Sandie Viquez Pedlow

Movies

Children of Las Brisas
Executive Producer
In Venezuela, amidst a backdrop of poverty, murder, and corruption, the El Sistema youth orchestra offers children hope and the opportunity to pursue a life of art in spite of the harshness of the society around them. Yet the country’s spiraling collapse and political repression threatens the musicians’ dreams of a better life.
Through the Night
Executive Producer
When one’s sole focus is to provide for their children, the stakes are extremely high. The need for multiple jobs to make ends meet has become a common reality for many families in this country, which leads to a very important question: who looks after the children while their parents work? Through the Night examines the economic and emotional toll affecting some American families, told through the lens of a 24-hour daycare center in Westchester, New York. At the center of it all is Nunu, the primary caregiver and a hero to many families in need of a safe space to bring their children.
Stateless
Executive Producer
In 2013, the Dominican Republic stripped the citizenship of anyone with Haitian parents, rendering over 200,000 people without nationality, identity or homeland. Exploring this complex history and politics.
Los Hermanos/The Brothers
Executive Producer
Virtuoso Afro-Cuban-born brothers—violinist Ilmar and pianist Aldo—live on opposite sides of a geopolitical chasm a half-century wide. Tracking their parallel lives in New York and Havana, their poignant reunion, and their momentous first performances together, Los Hermanos/The Brothers suggests what is possible when walls come down, and borders are crossed. A nuanced, intensely moving view of nations long estranged, through the lens of music and family. Featuring an electrifying, genre-bending score composed by Cuban Aldo López-Gavilán, performed with his American brother, Ilmar, with a guest appearance by violin maestro Joshua Bell and the Harlem Quartet.
Joyride
Executive Producer
Teenage Latina sisters break their grandmother out of her assisted living facility for one last joyride.
The First Rainbow Coalition
Executive Producer
Chicago 1969: Activists from the Black Panthers, Young Lords, and Young Patriots united African Americans, Latinos, and poor whites to confront police brutality and unfair housing practices in one of America’s most segregated cities. A timely story of collective action, The First Rainbow Coalition tells this little-known chronicle of political struggle with insight and urgency using archival footage and interviews with those who lived it.

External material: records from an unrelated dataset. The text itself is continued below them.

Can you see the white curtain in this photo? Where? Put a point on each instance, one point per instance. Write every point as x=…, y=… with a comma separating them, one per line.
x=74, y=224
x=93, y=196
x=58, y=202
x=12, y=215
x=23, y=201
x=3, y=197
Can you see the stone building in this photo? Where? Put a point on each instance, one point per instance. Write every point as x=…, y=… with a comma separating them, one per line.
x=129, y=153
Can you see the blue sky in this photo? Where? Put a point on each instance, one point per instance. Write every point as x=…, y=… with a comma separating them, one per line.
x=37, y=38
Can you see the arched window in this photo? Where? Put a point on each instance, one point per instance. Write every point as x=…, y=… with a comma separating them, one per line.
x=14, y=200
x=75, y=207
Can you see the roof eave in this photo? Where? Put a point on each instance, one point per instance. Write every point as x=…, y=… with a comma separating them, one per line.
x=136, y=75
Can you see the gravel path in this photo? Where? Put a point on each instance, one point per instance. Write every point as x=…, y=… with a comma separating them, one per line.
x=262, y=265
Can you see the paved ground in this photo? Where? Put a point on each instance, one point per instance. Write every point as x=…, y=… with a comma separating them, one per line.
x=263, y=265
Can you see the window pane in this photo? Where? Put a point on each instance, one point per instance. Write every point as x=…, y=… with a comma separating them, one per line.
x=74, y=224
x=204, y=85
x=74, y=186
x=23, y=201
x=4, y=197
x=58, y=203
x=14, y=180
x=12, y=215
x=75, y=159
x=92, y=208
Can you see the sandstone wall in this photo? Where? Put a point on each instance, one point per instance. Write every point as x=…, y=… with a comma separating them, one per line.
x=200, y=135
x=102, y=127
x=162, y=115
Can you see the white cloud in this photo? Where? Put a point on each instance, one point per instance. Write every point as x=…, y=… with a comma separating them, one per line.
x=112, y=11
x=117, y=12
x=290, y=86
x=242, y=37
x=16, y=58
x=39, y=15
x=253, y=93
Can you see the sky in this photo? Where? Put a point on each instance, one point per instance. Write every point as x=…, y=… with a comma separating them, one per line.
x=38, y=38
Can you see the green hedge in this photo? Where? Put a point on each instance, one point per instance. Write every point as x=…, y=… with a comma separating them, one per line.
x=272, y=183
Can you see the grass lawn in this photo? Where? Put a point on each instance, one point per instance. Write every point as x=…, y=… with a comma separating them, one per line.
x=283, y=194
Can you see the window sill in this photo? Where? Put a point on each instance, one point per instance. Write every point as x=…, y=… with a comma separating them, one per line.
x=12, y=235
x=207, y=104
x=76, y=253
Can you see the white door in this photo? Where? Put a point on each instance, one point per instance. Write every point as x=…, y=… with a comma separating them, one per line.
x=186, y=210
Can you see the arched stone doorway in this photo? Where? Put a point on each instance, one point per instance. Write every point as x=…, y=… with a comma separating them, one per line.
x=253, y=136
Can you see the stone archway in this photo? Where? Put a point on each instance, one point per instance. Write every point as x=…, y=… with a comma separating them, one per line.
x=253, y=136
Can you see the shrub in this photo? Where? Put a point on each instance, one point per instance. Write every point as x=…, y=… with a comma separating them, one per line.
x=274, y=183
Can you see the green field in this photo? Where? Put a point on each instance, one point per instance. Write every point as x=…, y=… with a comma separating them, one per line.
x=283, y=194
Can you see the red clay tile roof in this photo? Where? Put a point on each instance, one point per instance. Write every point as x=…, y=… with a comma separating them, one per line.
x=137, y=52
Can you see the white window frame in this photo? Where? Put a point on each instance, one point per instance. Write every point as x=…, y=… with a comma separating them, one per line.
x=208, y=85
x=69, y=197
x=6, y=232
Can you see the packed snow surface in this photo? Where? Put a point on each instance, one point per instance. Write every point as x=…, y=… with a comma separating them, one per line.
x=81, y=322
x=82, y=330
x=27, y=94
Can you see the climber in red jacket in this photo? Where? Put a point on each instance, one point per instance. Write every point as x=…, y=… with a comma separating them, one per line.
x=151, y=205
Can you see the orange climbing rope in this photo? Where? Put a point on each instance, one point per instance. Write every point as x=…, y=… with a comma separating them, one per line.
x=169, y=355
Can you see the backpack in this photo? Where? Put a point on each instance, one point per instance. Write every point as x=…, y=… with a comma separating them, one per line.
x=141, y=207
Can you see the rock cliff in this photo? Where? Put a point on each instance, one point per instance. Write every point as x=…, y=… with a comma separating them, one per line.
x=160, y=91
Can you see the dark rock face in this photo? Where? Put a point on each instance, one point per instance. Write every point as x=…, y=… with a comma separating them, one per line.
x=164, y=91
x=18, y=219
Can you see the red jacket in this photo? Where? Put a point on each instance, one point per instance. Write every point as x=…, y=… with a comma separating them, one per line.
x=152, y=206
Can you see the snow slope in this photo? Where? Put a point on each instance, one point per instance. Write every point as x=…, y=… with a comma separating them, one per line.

Raúl Juliá: The World’s a Stage
Executive Producer
Raúl Juliá: The World’s a Stage is a warm and revealing portrait of the charismatic, groundbreaking actor’s journey from his native Puerto Rico to the creative hotbed of 1960s New York City, to prominence on Broadway and in Hollywood. Filled with passion, determination and joy, Juliá’s brilliant and daring career was tragically cut short by his untimely death at age 54.
The Silence of Others
Executive Producer
The story of the tortuous struggle against the silence of the victims of the dictatorship imposed by General Franco after the victory of the rebel side in the Spanish Civil War (1936-1975). In a democratic country, but still ideologically divided, the survivors seek justice as they organize the so-called “Argentinian lawsuit” and denounce the legally sanctioned pact of oblivion that intends to hide the crimes they were subjects of.
Ode to Pablo
Executive Producer
Pablo and one of the boys, who first taunted and teased him, strike up an unlikely rapport over Pablo’s headphones. Their brief encounter quickly gets complicated. Ode to Pablo is a rare glimpse into the world of a queer, deaf Latino who’s learned to deal with bigoted preconceptions about who he is.
When It's Good, It's Good
Executive Producer
When she returns to rural West Texas to document the effects of the boom-and-bust nature of the oil industry on her hometown, filmmaker Alejandra Vasquez unexpectedly captures the political transformation that takes place in her family over five years and two election cycles. An intimate portrait of place, of family and memory, of politics and economy, “When It’s Good, It’s Good,” centers around life in an oil-town called Denver City, Texas.